J'aime bien partir sans idée, laisser agir l'accident, le hasard. 

          J.R. : Néanmoins, votre personnage est parfois tellement précis qu'il est difficile d'imaginer que vous l'avez tiré de vos taches aléatoires. 

          E.S. : Pourtant, c'est le cas. A la limite, j'ai envie de vous dire que si j'avais voulu le faire, je n'aurais pas réussi. En tout cas, cela n'aurait pas produit cet effet. Parce que, du coup, il s'agit de créer quelque chose d'étrange, alors que si je l'avais dessiné, je l'aurais fait de manière trop parfaite. J'aurais fait quelque chose de plus humain, de plus réaliste. Or, ce n'est pas ce qui m'intéresse, parce que j'aime bien ce qui est un peu expressionniste, un peu décalé. Si j'avais déjà mis des traits, comme il me faut tenir compte des plis ou des taches, je serais obligée d'utiliser ce trait ! Je pense que le fait de faire ces projections crée une contrainte, et je dois savoir comment l'utiliser. Comment la contourner. Et la question est : est-ce que je suis capable de l'utiliser ou pas ? 

 

          J.R. : En fait, il me semble qu'existe dans votre subconscient, l'idée d'arriver à l'humain ? Et que vous cheminez dans l'aléatoire jusqu'à ce que vous arriviez à quelque chose d'évident ? 

          E.S. : C'est ce que je vous dis, que mes modèles de prédilection sont le corps et le visage. S'il m'arrive d'en venir à un paysage, avant de penser au paysage, je "vois" quand même le corps. C'est logique, puisque déjà, toute petite, je dessinais des visages, des corps. Certes, je ne suis pas trop dans le paysage, mais en descendant vers le Sud, j'ai envie de m'y intéresser. Plutôt aux végétations. Je me suis mise à l'aquarelle et je pense aux fleurs… Donc, peut-être tout cela m'amènera-t-il à de nouvelles perspectives ? Mais jusqu'à présent, je m'intéresse surtout à l'humain.

 

          J.R. : Mais il me semble que, quand vous recherchez l'humain, vous cherchez plutôt une silhouette : vos personnages ont des têtes, mais ils n'ont pas de visages.

          E.S. : Comme je pars de l'aléatoire et que je vais au hasard total, je ne peux pas arriver à des choses très précises ! Et ce n'est pas du tout ce que je recherche.

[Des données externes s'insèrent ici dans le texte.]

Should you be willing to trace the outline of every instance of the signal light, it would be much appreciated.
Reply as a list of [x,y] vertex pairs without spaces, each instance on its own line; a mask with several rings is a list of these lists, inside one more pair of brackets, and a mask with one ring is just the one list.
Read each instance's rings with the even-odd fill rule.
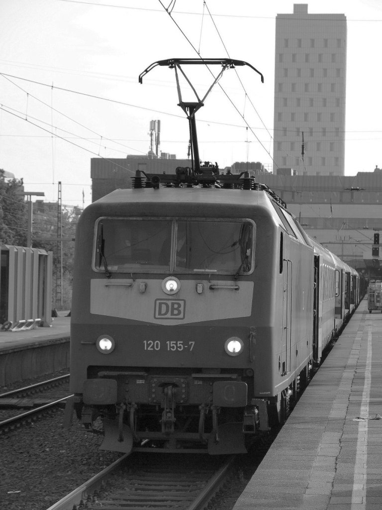
[[378,245],[378,246],[373,246],[371,248],[371,256],[372,257],[377,257],[379,256],[379,234],[378,233],[374,234],[374,244]]

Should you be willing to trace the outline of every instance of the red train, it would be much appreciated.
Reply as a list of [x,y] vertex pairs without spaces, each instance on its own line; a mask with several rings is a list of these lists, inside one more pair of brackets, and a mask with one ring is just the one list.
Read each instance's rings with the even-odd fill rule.
[[71,389],[105,449],[245,451],[360,300],[357,272],[266,186],[200,172],[141,173],[80,218]]
[[178,73],[216,63],[214,83],[244,65],[262,81],[229,59],[160,61],[140,76],[175,68],[192,167],[139,171],[133,189],[78,222],[69,405],[87,427],[101,417],[106,449],[246,451],[286,419],[360,298],[357,272],[266,186],[200,165],[195,113],[205,96],[182,101]]

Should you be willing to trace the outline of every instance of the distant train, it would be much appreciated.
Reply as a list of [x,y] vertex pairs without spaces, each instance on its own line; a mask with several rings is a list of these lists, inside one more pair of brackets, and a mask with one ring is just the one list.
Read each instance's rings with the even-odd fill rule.
[[248,173],[134,181],[78,222],[72,403],[105,449],[244,452],[286,419],[360,276]]
[[367,308],[369,313],[373,310],[382,312],[382,282],[370,280],[367,288]]

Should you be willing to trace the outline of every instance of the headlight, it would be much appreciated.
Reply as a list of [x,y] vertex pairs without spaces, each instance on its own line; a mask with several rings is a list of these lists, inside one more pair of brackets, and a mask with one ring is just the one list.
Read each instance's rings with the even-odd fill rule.
[[180,282],[175,276],[165,278],[162,282],[162,290],[166,294],[171,295],[176,294],[180,289]]
[[102,335],[97,339],[96,345],[100,352],[103,352],[103,354],[109,354],[114,350],[116,343],[114,339],[108,335]]
[[226,352],[230,356],[237,356],[242,352],[243,348],[243,341],[237,337],[231,337],[226,341],[224,344]]

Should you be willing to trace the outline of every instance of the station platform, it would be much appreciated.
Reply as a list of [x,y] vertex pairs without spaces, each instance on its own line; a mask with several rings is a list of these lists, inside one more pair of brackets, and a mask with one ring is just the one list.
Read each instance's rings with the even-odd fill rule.
[[234,510],[382,508],[382,314],[364,299]]
[[59,312],[49,327],[0,331],[0,387],[69,366],[70,317]]

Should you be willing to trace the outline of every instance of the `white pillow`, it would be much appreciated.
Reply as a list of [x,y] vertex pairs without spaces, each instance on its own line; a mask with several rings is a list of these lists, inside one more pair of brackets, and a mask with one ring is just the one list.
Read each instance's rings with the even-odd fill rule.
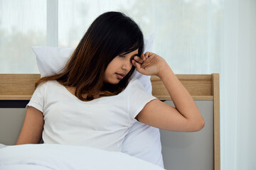
[[[154,35],[144,39],[144,51],[152,51]],[[75,50],[74,47],[32,47],[42,76],[58,73]],[[131,79],[138,79],[147,93],[151,94],[150,76],[143,75],[136,70]],[[124,138],[122,152],[164,167],[158,128],[136,122]]]
[[85,146],[40,144],[8,146],[0,149],[0,169],[163,169],[119,152]]

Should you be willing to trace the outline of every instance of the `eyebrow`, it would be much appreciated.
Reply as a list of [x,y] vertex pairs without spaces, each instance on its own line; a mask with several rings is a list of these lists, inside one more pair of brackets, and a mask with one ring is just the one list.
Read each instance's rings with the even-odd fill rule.
[[[129,52],[128,52],[128,53],[129,53]],[[128,53],[126,53],[126,54],[124,54],[124,55],[126,55],[128,54]],[[138,54],[134,54],[134,55],[133,55],[131,58],[134,57],[135,56],[139,56],[139,53],[138,53]]]

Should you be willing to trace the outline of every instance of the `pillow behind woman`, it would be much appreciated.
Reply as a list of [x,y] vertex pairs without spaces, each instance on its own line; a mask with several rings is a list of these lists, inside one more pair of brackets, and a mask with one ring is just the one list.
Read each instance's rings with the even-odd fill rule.
[[[144,52],[151,51],[154,35],[144,40]],[[75,47],[32,47],[36,56],[41,77],[58,73],[65,65]],[[150,76],[143,75],[135,69],[130,79],[136,78],[145,91],[151,94]],[[157,164],[164,168],[160,132],[158,128],[137,121],[126,135],[122,152]]]

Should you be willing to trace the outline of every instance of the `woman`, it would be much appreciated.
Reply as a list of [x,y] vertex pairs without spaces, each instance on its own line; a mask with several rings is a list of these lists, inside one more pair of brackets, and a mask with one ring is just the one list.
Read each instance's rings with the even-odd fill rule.
[[[39,143],[43,136],[45,143],[121,151],[136,121],[174,131],[203,128],[203,117],[170,67],[143,48],[142,33],[130,18],[119,12],[97,18],[63,72],[36,82],[16,144]],[[130,79],[135,68],[158,76],[176,108]]]

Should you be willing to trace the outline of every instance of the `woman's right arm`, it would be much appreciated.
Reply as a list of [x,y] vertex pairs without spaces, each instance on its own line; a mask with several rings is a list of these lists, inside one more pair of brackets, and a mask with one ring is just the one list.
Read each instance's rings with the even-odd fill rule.
[[43,113],[33,107],[28,106],[16,144],[38,144],[42,137],[43,124]]

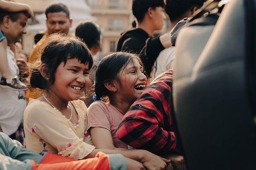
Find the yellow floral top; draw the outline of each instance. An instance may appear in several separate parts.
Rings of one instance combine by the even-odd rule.
[[[80,100],[71,102],[79,118],[74,124],[47,103],[30,99],[24,112],[27,148],[76,159],[84,158],[95,149],[86,131],[86,106]]]

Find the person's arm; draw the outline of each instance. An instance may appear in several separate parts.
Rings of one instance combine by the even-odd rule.
[[[139,55],[143,61],[148,75],[150,75],[152,67],[160,52],[170,45],[171,40],[169,33],[147,39],[146,45],[140,51]]]
[[[121,154],[126,157],[141,162],[146,169],[149,170],[166,169],[166,163],[170,162],[169,160],[160,157],[146,150],[141,150],[94,149],[84,158],[94,157],[100,151],[106,154]]]
[[[111,133],[106,129],[102,127],[91,127],[90,131],[92,143],[96,149],[126,149],[116,148]]]
[[[109,107],[105,103],[98,101],[92,104],[87,110],[87,131],[96,149],[117,149],[113,140],[110,122],[115,113],[110,113]]]
[[[81,159],[95,148],[79,138],[67,121],[44,102],[28,106],[24,113],[24,126],[25,133],[36,133],[63,156]],[[28,143],[27,147],[29,149]]]
[[[170,93],[170,89],[166,89],[166,92]],[[160,126],[164,123],[164,117],[166,122],[169,121],[166,119],[170,119],[168,116],[170,114],[168,103],[155,97],[157,96],[162,99],[165,96],[151,88],[146,89],[143,94],[148,97],[139,98],[132,105],[119,125],[118,137],[135,148],[154,152],[174,149],[176,146],[174,132]]]
[[[144,46],[136,39],[129,38],[123,43],[121,51],[138,55]]]
[[[34,17],[33,10],[26,4],[0,0],[0,8],[10,12],[26,11],[31,17]]]

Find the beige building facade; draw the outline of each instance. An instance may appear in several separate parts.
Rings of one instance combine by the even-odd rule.
[[[134,20],[132,0],[86,0],[91,14],[97,19],[102,36],[102,58],[116,51],[121,33],[130,28]]]

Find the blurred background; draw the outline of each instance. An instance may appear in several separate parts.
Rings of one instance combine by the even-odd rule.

Je veux créer l'illusion et rester dans cette illusion. Je veux que l'on puisse deviner des choses, mais que le résultat reste un peu abstrait. 

          J.R. : Venons-en à la question traditionnelle que je pose à tous les artistes : Y a-t-il d'autres thèmes dont vous auriez aimé parler et que nous n'avons pas abordés ? Des questions que vous auriez aimé entendre et que je n'ai pas posées ?

      E.S. : Une des questions possibles est : Depuis combien de temps peignez-vous ? 

La réponse est : Depuis longtemps, par interruption, parce que j'ai l'impression que le monde de l'art est un peu réservé. Je pense que nous sommes tous un peu touche-à-tout ; mais que pour franchir le cap, ce n'est pas évident. J'ai commencé jeune à travailler, mais n'étant pas dans un milieu social qui s'y prêtait, je suis restée seule. Mais quand, le temps passant, je me suis aperçue que le besoin créatif était toujours là, que d'un exutoire j'en étais venue à quelque chose qui me faisait du bien dans ma vie de tous les jours, je me suis dit : "Pourquoi ne pas montrer ?". Tout professionnaliser. Mais ce n'est pas évident. Car aller montrer son travail n'est pas forcément la partie agréable !

Pour travailler, nous avons tous besoin de montrer nos créations, parce que c'est ce qui nous fait avancer, ce qui nous fait évoluer, parce que si vous vous contentez du fait que ce que vous faites vous plaît, vous n'allez pas au-delà de vos possibilités ! Et puis, les gens nous encouragent, nous incitent à continuer. Mais il n'est pas évident de trouver son physique, de prendre du temps pour participer à des expos. Finalement, le cheminement entre la création et les à-côtés, la question de savoir ce que l'on fait de cette création, m'amènent au point de me dire que j'aimerais ne plus être dans le commerce, mais me retrouver avec des gamins, leur enseigner que chacun peut faire quelque chose de ses mains, bricoler, être dans l'imaginaire ! 

 

ENTRETIEN REALISE A BANNE, AU FESTIVAL BANN'ART ART SINGULIER ART D'AUJOURD'HUI le 6 MAI 2016.